The U.S. Environmental Protection Agency reports that the Best Available Technology (BAT) for radium removal in drinking water is (a) cation exchange softening, (b) lime softening, (c) membrane processes (reverse osmosis) and (d) barium dispersed strong acid cation [1, 2]. Cation exchange softening can achieve 65-95% removal efficiency, but produces a liquid waste. Lime softening requires coagulation/filtration technology which is not considered BAT for small water supply systems, i.e., fewer than 500 connections. Lime softening can achieve 80-95% removal efficiency, but chemical precipitation produces waste solids. Membrane processes can achieve 90-99% removal efficiency, but reject water must be disposed of. Barium dispersed strong acid cation technology, such as Dowex RSC (BaSO4) [3], can achieve greater than 97% removal efficiency, but suffers from barium leakage.
Dr. Dennis Clifford of the University of Houston (a recognized expert in ground water contaminant removal) reports [3] that the BAT for radium removal is (a) cation exchange softening, (b) lime softening, (c) reverse osmosis, (d) pre-formed hydrous manganese oxide (HMO) and sand filter, (e) precipitation with BaSO4 and (f) HMO impregnated onto fibers or diatomaceous earth.
Other sorption technologies that have been tested but are not on the BAT list are:
(a) “Ion Exchange Technology—Advances In Pollution Control”, by Arup K. Sengupta,—1995 [4],
(b) weak acid cation (WAC) in the hydrogen form,
(c) activated alumina,
(d) MnO2 coated sand and
(e) naturally occurring zeolite minerals (Water Remediation Technologies [5, 7].
Calgon Carbon has developed an MnO2 impregnated media for iron and manganese removal that requires backwashing to the sewer.
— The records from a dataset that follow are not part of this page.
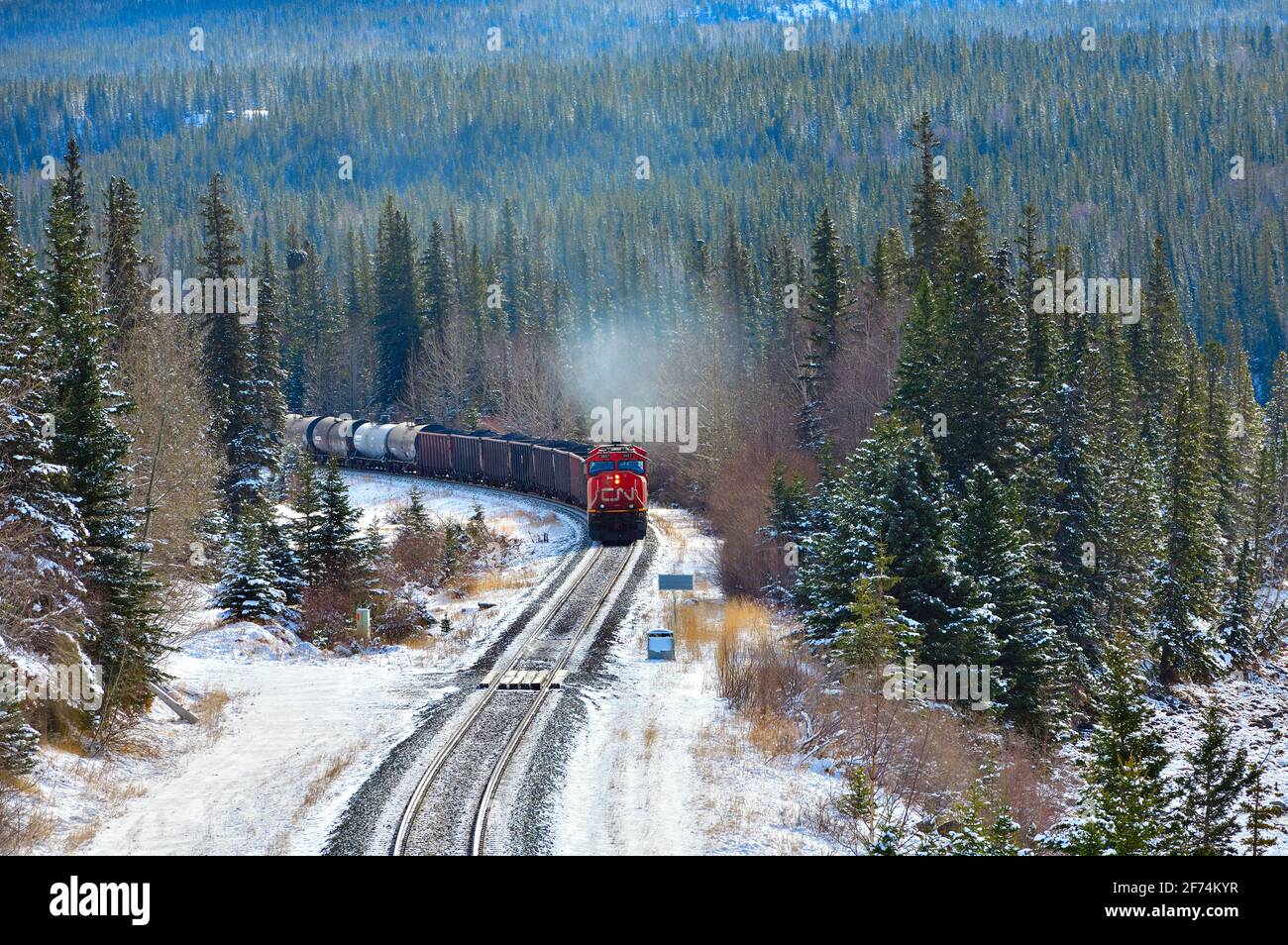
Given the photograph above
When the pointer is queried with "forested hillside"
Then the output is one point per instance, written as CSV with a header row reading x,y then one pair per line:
x,y
1112,145
828,242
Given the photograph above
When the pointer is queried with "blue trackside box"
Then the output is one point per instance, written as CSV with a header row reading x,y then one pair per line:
x,y
661,644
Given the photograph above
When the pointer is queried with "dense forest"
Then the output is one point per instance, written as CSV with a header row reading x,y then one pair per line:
x,y
831,252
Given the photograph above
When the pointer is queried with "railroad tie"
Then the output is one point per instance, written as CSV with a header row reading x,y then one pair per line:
x,y
524,679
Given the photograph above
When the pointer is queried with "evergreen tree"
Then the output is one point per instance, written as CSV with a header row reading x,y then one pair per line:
x,y
127,295
1260,812
18,740
977,828
892,494
397,327
283,564
224,345
1125,808
1236,630
1190,571
258,416
249,589
38,520
336,537
1158,344
307,527
828,305
918,374
413,519
123,636
996,554
876,631
987,395
928,215
1207,819
439,291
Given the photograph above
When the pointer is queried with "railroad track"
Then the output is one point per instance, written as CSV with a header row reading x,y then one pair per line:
x,y
568,645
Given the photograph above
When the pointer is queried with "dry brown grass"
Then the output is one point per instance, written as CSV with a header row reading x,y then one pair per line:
x,y
492,580
81,836
24,821
329,769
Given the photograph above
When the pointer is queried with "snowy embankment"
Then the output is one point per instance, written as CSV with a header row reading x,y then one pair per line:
x,y
287,733
1254,705
662,765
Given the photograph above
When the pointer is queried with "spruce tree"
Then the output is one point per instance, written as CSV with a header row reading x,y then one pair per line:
x,y
249,589
336,538
412,519
38,519
876,631
996,553
397,326
987,394
890,494
1260,811
224,344
1210,789
18,740
127,295
1237,631
1190,571
307,525
123,636
828,305
1125,807
928,215
919,389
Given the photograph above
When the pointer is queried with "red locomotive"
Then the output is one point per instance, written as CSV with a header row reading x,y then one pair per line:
x,y
617,492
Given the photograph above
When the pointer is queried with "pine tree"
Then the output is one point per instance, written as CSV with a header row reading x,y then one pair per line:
x,y
1125,807
928,215
1190,571
42,532
124,636
1260,812
307,525
1236,630
397,327
336,538
249,589
996,553
224,345
828,305
125,293
1207,819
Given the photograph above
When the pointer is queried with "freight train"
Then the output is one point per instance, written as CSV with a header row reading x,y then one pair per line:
x,y
608,481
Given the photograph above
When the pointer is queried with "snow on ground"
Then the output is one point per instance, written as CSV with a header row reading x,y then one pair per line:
x,y
287,733
662,765
1256,707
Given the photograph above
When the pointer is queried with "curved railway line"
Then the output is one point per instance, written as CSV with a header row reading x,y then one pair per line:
x,y
546,645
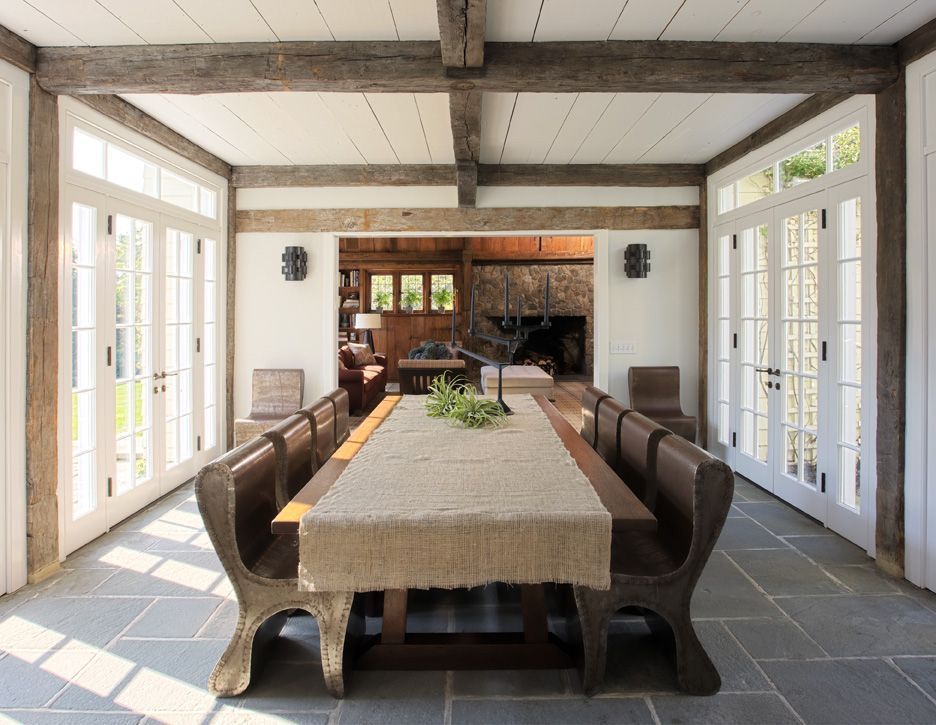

CalMedia™ GSR Plus [6] is a granular manganese dioxide filtering media used for reducing soluble iron and manganese. Its active surface coating oxidizes and precipitates soluble iron and manganese. A Sandia Laboratories report [6] at pp. 31-36 describes CalMedia™ GSR as a filtration media that uses the conventional HMO C/F technology.
It is known to prepare an ion exchange resin by precipitating metal oxides within the resin. For example, SenGupta et al. disclose in U.S. Pat. No. 7,291,578 a polymeric anion exchange resin in which hydrated Fe (III) oxides are dispersed within the resin beads. In one embodiment, the process involves loading the anion exchange resin with an oxidizing anion such as MnO4− or OCl− followed by passage of a ferrous sulfate solution through the resin.
The limitations of the prior art are overcome by the present invention as described below.